BLOG: Wednesday is Anniversary of Devastating 1960 Earthquake
***Updated on Tuesday, May 21, to note that the tsunami from the May 22, 1960 Chilean earthquake arrived in Hilo on May 23.***
By now, news has spread of an earthquake that struck off the coast of Chile last night.
The tremor that occurred at 11:49 p.m., Hawaii time, was initially reported to have a magnitude of 6.8, but the US Geological Survey later downgraded it to 6.5.
According to the Pacific Tsunami Warning Center, no significant tsunami was generated, probably because it was centered more than 350 miles off Chile’s coast.
In fact, the Christian Science Monitor reported that Chile’s naval seismology office said it was not felt on land.
But any earthquakes from that region quickly attract the attention of scientists and emergency managers alike, especially those in Hawaii.
That’s because they stir memories of what the USGS describes as “the largest earthquake in the world,” the massive 9.5-magnitude tremor that occurred 53 years ago this Wednesday.
The strongest earthquake ever recorded was the result of a piece of the Pacific seafloor the size of California sliding 50 feet below the continent of South America in the area of south-central Chile.
The result, according to later research by geophysicist Gerard Freyer of the tsunami warning center, was the offshore slopes of the continent snapping upwards 20 feet as the coast dropped 10 feet.
The tsunami that land movement generated killed 1,655 people worldwide and left 2 million homeless.
A series of eight waves hitting Hawaii 15 hours later, in the early morning hours of May 23, reached heights of 35 feet in Hilo Bay, with the biggest cresting 14 feet above sea level at the Wailuku River bridge.
The waves washed up to Kilauea-Keawe Street throughout the downtown area, and as far inland as Kekuanaoa Street, the road leading to the airport.
They left 61 people dead and damage estimated at $75 million.

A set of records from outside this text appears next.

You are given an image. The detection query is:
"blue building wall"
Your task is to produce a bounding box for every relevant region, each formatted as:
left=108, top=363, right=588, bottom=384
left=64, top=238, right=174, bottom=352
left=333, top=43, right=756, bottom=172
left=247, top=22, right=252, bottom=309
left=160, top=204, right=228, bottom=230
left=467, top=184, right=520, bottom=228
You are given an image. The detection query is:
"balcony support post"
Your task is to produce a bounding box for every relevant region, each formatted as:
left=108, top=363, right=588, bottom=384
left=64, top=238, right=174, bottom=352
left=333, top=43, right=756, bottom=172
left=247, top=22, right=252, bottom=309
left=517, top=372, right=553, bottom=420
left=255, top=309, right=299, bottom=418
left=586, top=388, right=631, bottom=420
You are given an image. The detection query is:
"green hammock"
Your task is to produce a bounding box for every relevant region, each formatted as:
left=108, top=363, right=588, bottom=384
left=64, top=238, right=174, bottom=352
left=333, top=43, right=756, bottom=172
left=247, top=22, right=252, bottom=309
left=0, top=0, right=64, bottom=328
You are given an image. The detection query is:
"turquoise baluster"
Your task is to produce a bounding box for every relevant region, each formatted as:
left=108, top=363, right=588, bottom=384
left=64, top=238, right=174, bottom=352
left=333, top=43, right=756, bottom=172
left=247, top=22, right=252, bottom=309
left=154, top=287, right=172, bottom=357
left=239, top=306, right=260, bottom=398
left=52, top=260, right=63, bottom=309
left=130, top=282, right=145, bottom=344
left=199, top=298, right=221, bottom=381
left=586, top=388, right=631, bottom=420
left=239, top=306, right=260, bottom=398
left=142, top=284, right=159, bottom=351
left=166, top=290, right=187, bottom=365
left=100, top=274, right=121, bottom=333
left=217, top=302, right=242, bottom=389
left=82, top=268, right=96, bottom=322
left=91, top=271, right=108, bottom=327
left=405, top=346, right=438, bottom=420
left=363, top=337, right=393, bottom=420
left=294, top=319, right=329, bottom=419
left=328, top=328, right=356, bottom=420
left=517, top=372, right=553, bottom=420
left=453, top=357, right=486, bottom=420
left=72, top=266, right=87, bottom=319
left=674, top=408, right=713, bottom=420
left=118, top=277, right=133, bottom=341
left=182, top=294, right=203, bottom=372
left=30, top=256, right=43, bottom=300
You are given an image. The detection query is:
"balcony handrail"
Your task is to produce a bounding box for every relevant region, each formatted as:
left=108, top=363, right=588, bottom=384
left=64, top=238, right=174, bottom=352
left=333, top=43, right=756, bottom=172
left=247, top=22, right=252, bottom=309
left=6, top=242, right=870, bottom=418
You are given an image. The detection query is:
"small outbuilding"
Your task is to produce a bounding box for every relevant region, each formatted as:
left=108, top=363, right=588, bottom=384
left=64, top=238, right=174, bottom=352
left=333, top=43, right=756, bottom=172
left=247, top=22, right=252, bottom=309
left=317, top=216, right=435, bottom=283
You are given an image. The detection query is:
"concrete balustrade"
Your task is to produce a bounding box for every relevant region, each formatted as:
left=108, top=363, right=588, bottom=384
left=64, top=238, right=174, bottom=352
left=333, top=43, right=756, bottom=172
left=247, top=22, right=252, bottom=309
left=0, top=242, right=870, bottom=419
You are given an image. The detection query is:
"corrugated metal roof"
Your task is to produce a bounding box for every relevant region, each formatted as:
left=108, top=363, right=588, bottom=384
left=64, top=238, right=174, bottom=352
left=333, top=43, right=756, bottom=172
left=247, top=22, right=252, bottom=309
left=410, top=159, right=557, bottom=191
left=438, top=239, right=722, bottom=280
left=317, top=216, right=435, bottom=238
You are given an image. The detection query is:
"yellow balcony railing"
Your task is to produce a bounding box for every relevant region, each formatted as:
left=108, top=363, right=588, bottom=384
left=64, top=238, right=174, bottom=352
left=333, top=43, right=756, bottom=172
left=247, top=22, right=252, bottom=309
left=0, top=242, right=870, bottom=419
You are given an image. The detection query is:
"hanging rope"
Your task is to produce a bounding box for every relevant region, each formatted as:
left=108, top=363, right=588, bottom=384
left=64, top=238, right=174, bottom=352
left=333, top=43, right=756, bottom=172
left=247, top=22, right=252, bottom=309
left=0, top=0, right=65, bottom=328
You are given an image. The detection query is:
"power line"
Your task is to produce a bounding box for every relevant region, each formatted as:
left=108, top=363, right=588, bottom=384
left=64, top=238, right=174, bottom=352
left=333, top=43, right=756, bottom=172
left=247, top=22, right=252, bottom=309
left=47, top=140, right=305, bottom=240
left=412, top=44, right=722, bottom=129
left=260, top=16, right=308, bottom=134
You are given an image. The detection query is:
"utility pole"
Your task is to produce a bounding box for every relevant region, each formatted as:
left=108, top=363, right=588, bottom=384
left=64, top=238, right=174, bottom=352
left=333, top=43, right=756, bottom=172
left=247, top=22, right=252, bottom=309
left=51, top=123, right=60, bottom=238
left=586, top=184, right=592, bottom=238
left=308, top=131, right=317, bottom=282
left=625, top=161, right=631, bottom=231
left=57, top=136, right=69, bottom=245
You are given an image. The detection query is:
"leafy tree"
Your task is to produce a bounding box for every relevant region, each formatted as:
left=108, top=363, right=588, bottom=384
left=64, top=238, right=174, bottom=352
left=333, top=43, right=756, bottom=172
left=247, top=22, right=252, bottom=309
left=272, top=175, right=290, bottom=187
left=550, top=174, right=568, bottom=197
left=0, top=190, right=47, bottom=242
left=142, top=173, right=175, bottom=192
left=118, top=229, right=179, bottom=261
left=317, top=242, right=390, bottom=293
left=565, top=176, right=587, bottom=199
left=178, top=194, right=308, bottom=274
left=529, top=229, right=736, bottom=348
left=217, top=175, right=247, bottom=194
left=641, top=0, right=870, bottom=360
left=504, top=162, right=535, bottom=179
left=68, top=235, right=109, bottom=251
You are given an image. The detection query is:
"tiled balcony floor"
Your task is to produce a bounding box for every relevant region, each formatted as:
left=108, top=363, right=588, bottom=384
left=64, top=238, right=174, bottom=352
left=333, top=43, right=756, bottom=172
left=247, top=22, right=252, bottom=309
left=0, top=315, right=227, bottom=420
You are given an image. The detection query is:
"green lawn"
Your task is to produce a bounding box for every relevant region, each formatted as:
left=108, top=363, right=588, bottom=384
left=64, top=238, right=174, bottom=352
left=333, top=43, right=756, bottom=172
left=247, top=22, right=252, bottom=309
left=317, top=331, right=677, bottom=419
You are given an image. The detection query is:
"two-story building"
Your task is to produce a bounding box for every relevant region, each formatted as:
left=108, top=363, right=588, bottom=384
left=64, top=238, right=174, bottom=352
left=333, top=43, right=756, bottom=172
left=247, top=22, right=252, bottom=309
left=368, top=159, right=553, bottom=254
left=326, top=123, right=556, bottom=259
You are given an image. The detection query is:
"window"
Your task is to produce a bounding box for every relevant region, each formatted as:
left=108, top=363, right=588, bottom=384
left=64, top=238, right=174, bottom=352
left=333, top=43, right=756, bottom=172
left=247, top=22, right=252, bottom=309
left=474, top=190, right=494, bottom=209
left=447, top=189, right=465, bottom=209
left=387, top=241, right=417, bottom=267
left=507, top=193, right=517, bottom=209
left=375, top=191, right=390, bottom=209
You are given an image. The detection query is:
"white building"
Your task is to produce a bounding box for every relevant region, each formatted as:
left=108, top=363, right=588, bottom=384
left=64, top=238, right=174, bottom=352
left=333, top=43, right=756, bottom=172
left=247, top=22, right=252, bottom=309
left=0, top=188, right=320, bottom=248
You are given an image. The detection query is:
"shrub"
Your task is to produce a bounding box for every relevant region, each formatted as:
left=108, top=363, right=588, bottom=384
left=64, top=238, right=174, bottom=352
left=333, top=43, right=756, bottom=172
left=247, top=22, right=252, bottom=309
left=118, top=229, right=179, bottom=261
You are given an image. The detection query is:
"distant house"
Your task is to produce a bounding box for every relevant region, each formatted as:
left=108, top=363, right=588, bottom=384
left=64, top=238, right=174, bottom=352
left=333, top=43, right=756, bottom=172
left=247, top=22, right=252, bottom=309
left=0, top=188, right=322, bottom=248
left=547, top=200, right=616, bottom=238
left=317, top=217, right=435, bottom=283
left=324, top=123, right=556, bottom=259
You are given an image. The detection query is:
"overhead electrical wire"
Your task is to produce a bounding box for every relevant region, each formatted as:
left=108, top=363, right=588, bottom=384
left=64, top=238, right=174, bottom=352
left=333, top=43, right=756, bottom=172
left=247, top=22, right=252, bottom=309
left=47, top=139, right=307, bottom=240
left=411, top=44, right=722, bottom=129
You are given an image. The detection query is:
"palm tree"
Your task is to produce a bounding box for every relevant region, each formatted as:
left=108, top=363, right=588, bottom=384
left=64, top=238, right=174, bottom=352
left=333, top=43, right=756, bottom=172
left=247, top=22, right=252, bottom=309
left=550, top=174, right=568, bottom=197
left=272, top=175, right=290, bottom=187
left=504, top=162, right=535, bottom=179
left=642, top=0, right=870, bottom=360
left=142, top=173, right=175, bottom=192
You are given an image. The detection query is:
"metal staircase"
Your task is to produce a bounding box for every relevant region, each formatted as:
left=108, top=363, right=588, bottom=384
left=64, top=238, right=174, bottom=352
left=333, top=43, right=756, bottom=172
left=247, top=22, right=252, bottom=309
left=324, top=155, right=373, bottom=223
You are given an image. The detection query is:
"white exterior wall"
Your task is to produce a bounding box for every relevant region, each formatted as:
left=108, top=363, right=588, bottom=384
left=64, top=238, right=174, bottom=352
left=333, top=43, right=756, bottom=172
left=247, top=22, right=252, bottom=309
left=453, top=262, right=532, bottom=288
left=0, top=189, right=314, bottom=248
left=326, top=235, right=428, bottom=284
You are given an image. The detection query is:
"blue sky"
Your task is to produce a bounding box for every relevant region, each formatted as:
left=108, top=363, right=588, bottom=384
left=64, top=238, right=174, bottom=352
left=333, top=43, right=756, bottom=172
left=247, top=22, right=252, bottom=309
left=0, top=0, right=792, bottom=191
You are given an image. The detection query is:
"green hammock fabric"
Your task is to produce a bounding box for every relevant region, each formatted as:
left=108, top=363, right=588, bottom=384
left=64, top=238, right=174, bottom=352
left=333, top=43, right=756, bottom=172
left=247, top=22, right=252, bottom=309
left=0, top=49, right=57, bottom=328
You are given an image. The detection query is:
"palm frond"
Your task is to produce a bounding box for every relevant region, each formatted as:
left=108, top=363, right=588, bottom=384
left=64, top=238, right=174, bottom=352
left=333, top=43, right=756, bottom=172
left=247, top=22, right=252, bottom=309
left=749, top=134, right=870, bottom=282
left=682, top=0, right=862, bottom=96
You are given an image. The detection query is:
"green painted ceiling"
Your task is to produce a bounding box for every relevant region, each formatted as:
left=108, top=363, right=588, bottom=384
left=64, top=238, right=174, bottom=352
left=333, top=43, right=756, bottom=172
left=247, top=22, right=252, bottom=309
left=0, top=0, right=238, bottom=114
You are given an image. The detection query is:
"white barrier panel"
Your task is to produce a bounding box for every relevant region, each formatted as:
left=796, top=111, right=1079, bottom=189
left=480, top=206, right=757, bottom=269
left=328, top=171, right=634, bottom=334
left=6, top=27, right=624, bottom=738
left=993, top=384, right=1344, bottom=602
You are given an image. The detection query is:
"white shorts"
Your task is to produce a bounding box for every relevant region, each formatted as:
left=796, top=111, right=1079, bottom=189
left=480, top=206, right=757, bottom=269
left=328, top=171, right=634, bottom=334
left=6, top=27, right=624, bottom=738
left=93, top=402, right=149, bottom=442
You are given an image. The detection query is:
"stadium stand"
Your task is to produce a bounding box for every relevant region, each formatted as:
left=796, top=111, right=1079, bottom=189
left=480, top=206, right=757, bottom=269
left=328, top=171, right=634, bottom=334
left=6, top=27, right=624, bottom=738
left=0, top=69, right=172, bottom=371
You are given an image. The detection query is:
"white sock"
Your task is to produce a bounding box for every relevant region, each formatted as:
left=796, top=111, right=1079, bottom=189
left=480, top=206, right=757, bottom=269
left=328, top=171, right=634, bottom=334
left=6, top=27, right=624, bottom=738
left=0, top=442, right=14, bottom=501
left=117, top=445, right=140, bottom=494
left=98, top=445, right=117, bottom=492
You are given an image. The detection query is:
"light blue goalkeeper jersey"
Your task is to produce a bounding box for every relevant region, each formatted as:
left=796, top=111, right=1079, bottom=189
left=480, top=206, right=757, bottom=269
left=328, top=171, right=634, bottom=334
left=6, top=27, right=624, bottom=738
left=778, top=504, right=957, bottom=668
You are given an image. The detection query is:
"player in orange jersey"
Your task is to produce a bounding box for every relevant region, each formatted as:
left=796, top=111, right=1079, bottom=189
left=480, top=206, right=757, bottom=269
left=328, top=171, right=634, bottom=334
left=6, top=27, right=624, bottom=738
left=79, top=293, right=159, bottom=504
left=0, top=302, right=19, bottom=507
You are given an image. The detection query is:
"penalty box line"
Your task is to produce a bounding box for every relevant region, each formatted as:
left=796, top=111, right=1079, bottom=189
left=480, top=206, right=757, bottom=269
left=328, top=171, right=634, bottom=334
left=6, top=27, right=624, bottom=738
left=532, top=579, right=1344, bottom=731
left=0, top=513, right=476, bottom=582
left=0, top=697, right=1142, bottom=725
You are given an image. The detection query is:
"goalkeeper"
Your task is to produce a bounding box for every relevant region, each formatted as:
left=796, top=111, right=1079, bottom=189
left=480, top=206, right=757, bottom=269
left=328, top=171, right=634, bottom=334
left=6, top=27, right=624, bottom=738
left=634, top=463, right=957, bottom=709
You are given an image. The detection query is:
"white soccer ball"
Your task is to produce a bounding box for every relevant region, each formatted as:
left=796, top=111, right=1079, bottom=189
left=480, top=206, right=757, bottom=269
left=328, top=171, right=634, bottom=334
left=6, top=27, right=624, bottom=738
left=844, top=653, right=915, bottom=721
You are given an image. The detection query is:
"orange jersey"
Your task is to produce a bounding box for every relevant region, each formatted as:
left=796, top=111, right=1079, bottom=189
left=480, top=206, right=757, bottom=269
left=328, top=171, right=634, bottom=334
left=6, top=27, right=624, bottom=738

The seismic hotbed along Chile’s coast – where the Nazca tectonic plate is sliding beneath South America at the rate of 23 feet per century – has produced three of the tremors on the USGS list of the world’s strongest earthquakes since 1900.
The other, a 2010 quake measuring a magnitude of 8.8, produced sea level changes of less than three feet in Hawaii. But the tsunami it generated locally killed 523 people in Chile, damaged or destroyed 370,000 homes and displaced 800,000 residents. Total economic loss in the nation was estimated at $30 billion.
According to the USGS, the coast of Chile has also been the source of six other earthquakes with a magnitude of 8.2 or greater since the 1700s.
One with a magnitude of 9.0 in 1868 washed out a bridge in Hilo and killed 25,000 people worldwide. Another of 8.2-magnitude in 1906 created a tsunami that had a wave run-up of 11 feet above sea level in Hawaii.
Tsnumami preparedness is the topic of a workshop Tuesday organized by the Pacific Tsunami Museum and the Hilo Downtown Improvement Association.